BOMBARDIER C SERIES, SUKHOI SUPERJET 100, MITSUBISHI ARJ E COMAC C919 DISPUTAM MERCADO REGIONAL
Mais uma alternativa chinesa é o Comac ARJ21, uma versão chinesa modificada do norte-americano Boeing DC-9. Embora seja conceitualmente uma aeronave de projeto já antigo, trata-se de um desenho seguro e provado, para o qual os chineses já acumulam 237 encomendas. O aparelho destina-se à faixa de mercado de 70 a 95 passageiros, mas já estão trabalhando numa versão alongada para 120 pessoas.
A VOLTA NIPÔNICA
Décadas atrás, o Japão espantou o mundo ao lançar a produção seriada do YS-11, conhecido no Brasil como "Sanurai", um turbo-hélice regional para 70 passageiros. A comercialização da aeronave não deu certo por vários motivos, mas em nada denegriu suas qualidades técnicas. Agora, apoiado nessa experiência anterior, o Japão volta à briga com um jato para 78 a 92 assentos, designado MRJ (Mitsubishi Regional Jet). Projetado e construído por um consórcio de empresas de vários países, o MRJ mira o amplo mercado global de países nos quais a indústria nipônica tem influência maior. Ele usará dois motores Pratt & Whitney 1217G na versão MRJ90 e PW1215G no modelo MRJ90, e começa os ensaios em voo no ano que vem, prevendo-se que o protótipo voe este ano. As entregas devem ficar para 2014.
Com o programa do C Series canadense em rota de colisão com os interesses da Boeing e da Airbus, o programa do MRJ, ainda na infância, e os modelos chineses e russos ocupados em garantir mercados que já são cativos, resta à Embraer desenvolver agora seus E Jets de nova geração.
Até agora nem o presidente Frederico Curado, nem o engenheiro Luis Carlos Affonso detalharam muito o esforço.

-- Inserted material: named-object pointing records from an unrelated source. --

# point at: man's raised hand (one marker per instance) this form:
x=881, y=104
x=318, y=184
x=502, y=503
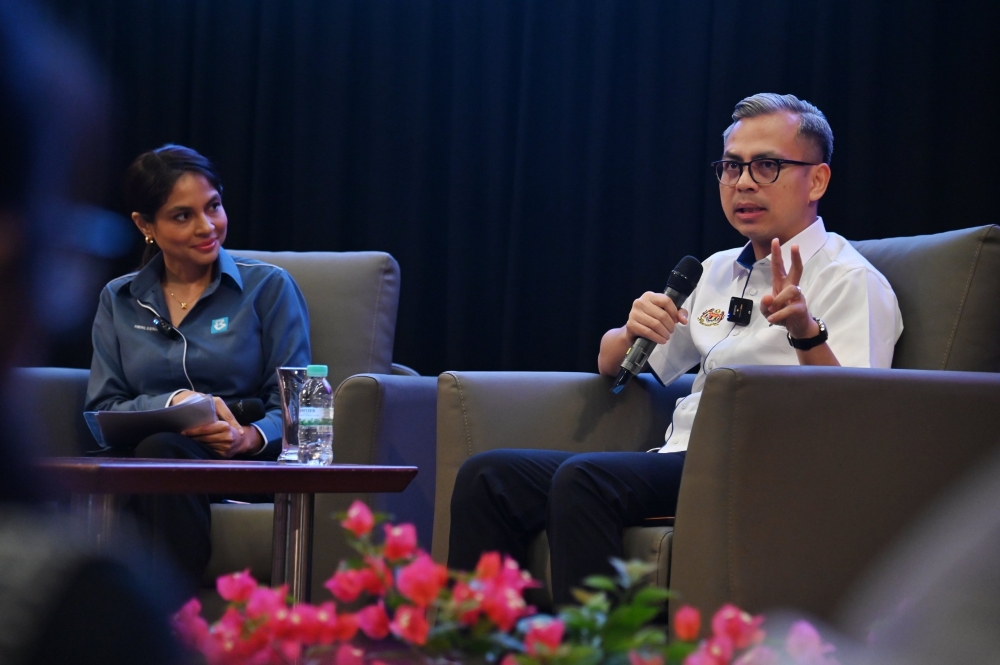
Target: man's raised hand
x=786, y=305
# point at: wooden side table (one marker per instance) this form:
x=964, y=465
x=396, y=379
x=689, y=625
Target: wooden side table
x=96, y=485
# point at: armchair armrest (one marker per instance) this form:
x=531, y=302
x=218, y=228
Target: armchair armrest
x=50, y=400
x=797, y=477
x=480, y=411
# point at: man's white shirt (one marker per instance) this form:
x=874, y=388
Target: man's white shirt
x=840, y=286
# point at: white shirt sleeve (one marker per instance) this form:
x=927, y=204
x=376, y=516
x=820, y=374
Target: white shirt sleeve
x=862, y=317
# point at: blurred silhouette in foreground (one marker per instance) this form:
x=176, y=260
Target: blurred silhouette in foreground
x=60, y=602
x=935, y=598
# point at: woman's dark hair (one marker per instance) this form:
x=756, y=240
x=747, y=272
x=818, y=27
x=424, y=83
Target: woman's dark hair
x=152, y=176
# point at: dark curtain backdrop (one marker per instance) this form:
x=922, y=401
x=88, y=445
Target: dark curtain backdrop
x=536, y=165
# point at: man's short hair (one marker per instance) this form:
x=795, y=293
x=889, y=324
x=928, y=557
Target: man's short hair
x=812, y=123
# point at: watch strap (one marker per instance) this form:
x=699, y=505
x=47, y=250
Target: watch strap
x=810, y=342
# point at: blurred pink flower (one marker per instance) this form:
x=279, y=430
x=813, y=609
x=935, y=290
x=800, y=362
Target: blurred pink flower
x=410, y=624
x=716, y=650
x=468, y=600
x=687, y=623
x=739, y=626
x=349, y=655
x=345, y=585
x=806, y=647
x=504, y=605
x=376, y=578
x=400, y=541
x=374, y=621
x=544, y=631
x=359, y=519
x=422, y=580
x=236, y=587
x=264, y=601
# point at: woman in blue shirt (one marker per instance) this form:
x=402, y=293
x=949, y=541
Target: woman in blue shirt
x=193, y=319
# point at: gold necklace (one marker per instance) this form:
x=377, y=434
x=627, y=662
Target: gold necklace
x=183, y=304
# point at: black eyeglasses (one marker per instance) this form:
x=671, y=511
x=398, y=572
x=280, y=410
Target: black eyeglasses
x=763, y=171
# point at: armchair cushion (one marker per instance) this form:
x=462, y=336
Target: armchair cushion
x=946, y=285
x=787, y=510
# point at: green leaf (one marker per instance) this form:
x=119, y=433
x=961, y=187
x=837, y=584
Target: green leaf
x=581, y=655
x=676, y=652
x=650, y=637
x=631, y=617
x=623, y=623
x=601, y=582
x=651, y=595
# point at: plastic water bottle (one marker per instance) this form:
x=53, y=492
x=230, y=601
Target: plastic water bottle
x=316, y=418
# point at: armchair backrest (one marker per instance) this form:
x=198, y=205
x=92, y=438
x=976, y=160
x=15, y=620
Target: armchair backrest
x=948, y=286
x=353, y=298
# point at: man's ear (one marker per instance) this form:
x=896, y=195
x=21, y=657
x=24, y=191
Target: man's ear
x=819, y=180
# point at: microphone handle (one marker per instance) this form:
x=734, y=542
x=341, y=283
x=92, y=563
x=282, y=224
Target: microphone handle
x=638, y=354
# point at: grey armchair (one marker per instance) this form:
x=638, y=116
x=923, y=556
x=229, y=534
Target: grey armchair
x=352, y=298
x=788, y=517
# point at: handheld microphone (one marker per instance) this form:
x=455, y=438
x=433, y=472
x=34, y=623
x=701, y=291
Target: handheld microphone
x=683, y=278
x=247, y=411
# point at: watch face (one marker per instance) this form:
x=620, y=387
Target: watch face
x=810, y=342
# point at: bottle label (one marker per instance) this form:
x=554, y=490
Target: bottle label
x=314, y=416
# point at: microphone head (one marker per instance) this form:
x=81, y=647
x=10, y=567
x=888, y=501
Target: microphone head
x=247, y=410
x=684, y=277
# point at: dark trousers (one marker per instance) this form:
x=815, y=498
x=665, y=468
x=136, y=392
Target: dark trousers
x=175, y=526
x=504, y=498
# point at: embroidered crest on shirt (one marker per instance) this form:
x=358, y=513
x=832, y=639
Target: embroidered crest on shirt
x=711, y=317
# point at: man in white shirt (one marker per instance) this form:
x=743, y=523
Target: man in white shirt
x=807, y=298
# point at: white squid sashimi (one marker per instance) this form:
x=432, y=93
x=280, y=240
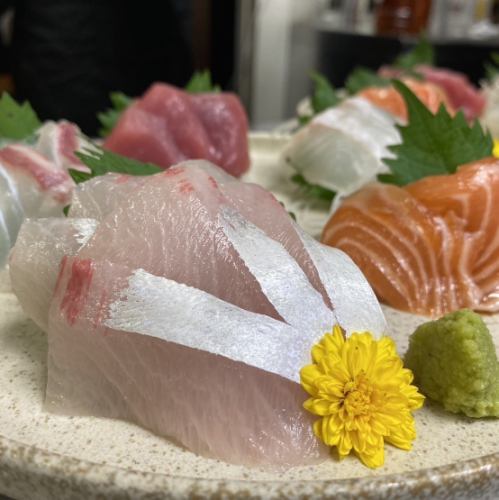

Affonso, o mesmo homem que deu o grande impulso na nova geração de jatos executivos da Embraer, sempre foi discreto nas declarações, mas sabe-se que os novos aparelhos devem basicamente usar os mesmos lemes e fuselagem dos E-Jets atuais, com novas asas (talvez até de novo perfil) dotadas de sharklets importantes e turbinas de nova geração, basicamente as mesmas selecionadas para a C Series. Sua capacidade deve ficar na mesma faixa das atuais, mas com peso estrutural menor, uso proporcionalmente maior de novos materiais e autonomia superior. Obviamente, a cabine oferecerá mais conforto e os sistemas de bordo serão de última geração. Quanto ao nome comercial, continua o segredo. A Boeing batizou sua nova geração de jatos 737 de MAX e a Airbus chama seus novos A 320 de neo. Mas o nome não importa. O que vai pesar será se os novos aparelhos, com entregas previstas para 2015/2016, vão realmente bater a C Series e os rivais asiáticos em desempenho, preço e custo operacional. Se a Embraer conseguir isso, terá conquistado muitos dos seus clientes que hoje voam os E-Jets normais. E só isso já é um "mercado cativo" de fazer inveja aos homens de vendas do Japão, da Rússia e da China!